Now that we know how to easily generate sequences of numbers, we can write enumerate by hand!

>>> for index, item in zip(range(len(a)), a):
...     print(index, item)
...
0 4
1 2
2 9
3 45

Just like before! When you see something cool like enumerate, it can be fun trying to see how you’d accomplish something similar with different building blocks.

List comprehension

We’ve already made a new list from an existing one when we created a_doubled.

>>> a_doubled = a[:]
>>> for index, item in enumerate(a_doubled):
...     a_doubled[index] = 2*item

Creating a new list from an existing one is a common operation, so Python has a shorthand syntax called list comprehension.

>>> a_doubled = [2*item for item in a]
>>> a_doubled
[8, 4, 18, 90]

Isn’t that beautiful?

We can use the same multi-variable stuff we learnt whilst looping.

>>> [index*item for index, item in enumerate(a)]
[0, 2, 18, 135]

We’re not restricted to creating new lists with the same structure as the original.

>>> [[item, item*item] for item in a]
[[4, 16], [2, 4], [9, 81], [45, 2025]]

We can even filter out items from the original list using if.

>>> [[item, item*item] for item in a if item % 2 == 0]
[[4, 16], [2, 4]]

List comprehensions are a powerful way of succinctly creating new lists. But be responsible; if you find you’re doing something complicated, it’s probably better to write a full for loop.

Tuples

A close relative of lists are tuples, which differ in that they cannot be mutated after creation. You can create tuples literally using parentheses, or convert things to tuples using the tuple method.

>>> a = (3, 4)
>>> del a[0]
Traceback (most recent call last):
  File "<stdin>", line 1, in <module>
TypeError: 'tuple' object doesn't support item deletion
>>> a.append(5)
Traceback (most recent call last):
  File "<stdin>", line 1, in <module>
AttributeError: 'tuple' object has no attribute 'append'
>>> a[0] = 1
Traceback (most recent call last):
  File "<stdin>", line 1, in <module>
TypeError: 'tuple' object does not support item assignment
>>> b = tuple([65, 'yes'])
>>> b
(65, 'yes')

Tuples are usually used to describe data whose length is meaningful in and of itself. For example, you could express coordinates as a tuple.

>>> coords = (3.2, 0.1)
>>> x, y = coords

This is nice because it doesn’t make sense to append to an \(` (x, y) `\) coordinate, nor to ‘delete’ a dimension. Generally, it can be useful if the data structure you’re using respects the meaning of the data you’re storing.
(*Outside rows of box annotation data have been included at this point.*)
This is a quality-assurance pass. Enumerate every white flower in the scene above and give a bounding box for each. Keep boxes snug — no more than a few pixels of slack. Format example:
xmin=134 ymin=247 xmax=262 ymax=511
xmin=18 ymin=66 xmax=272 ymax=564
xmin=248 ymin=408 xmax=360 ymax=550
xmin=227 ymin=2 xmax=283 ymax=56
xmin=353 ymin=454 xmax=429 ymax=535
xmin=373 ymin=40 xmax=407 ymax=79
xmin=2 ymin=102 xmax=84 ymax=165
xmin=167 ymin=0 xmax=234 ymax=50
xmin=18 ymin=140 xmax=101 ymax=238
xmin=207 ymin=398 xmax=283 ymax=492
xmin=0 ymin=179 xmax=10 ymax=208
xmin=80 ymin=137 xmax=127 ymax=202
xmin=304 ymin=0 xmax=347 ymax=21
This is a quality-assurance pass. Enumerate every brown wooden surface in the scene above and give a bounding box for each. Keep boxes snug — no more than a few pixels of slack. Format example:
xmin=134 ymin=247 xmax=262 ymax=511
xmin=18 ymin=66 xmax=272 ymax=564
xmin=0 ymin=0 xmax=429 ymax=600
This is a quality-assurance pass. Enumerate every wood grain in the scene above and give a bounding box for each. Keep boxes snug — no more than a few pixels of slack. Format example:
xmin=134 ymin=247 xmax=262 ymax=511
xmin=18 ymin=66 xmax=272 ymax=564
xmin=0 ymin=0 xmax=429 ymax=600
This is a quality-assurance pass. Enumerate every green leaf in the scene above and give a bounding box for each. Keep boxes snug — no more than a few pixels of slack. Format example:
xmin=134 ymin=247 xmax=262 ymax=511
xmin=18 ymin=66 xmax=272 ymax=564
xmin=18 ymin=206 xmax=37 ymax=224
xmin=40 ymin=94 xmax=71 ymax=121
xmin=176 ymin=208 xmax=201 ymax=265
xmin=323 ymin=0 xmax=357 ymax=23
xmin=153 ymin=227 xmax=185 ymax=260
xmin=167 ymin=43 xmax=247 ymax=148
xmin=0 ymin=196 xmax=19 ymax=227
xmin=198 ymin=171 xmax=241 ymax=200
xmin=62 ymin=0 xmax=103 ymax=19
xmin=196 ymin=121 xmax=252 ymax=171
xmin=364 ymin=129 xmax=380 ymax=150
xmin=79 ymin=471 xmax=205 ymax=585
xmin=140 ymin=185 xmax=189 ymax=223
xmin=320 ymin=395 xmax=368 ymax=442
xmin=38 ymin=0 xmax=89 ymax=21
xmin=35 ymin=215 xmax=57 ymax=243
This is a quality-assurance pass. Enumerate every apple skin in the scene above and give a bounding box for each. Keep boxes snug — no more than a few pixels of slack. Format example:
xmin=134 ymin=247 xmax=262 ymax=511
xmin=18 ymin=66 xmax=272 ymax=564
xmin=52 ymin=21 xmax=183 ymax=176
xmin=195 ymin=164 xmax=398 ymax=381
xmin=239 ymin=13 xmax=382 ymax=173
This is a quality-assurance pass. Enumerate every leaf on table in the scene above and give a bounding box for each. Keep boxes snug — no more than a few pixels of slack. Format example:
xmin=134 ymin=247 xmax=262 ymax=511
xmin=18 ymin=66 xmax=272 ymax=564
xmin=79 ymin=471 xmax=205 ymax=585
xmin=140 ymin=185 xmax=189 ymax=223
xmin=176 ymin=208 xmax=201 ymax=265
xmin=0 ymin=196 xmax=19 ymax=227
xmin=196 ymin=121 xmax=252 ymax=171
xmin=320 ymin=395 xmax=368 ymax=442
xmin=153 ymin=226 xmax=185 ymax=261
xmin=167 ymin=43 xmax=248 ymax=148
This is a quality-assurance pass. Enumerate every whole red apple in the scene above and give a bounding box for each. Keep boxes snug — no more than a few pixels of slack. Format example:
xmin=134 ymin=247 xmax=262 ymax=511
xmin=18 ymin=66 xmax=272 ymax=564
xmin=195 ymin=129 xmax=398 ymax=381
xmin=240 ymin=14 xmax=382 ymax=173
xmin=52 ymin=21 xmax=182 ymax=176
If you can’t think of a use for tuples yourself, its worth keeping in mind that Python creates tuples for groups of things by default. We saw that earlier when we used enumerate.

>>> list(enumerate([4, 9]))
[(0, 4), (1, 9)]

Each element of the list is a tuple.

Write a list comprehension yourself

Compute the square of the magnitude of the sum of the following two three-vectors, using a single list comprehension and the global sum method.

>>> kaon = [3.4, 4.3, 20.0]
>>> pion = [1.4, 0.9, 19.8]

It might help to first think about how you’d compute the quantity for a single vector.

Solution

Not sure what the sum method does? Ask for help!

>>> help(sum)

The square magnitude is the sum of the squares of the components, where the components are the sum of the two input vectors.

>>> magsq = sum([(k + pi)**2 for k, pi in zip(kaon, pion)])

The square root of this is around 40.42.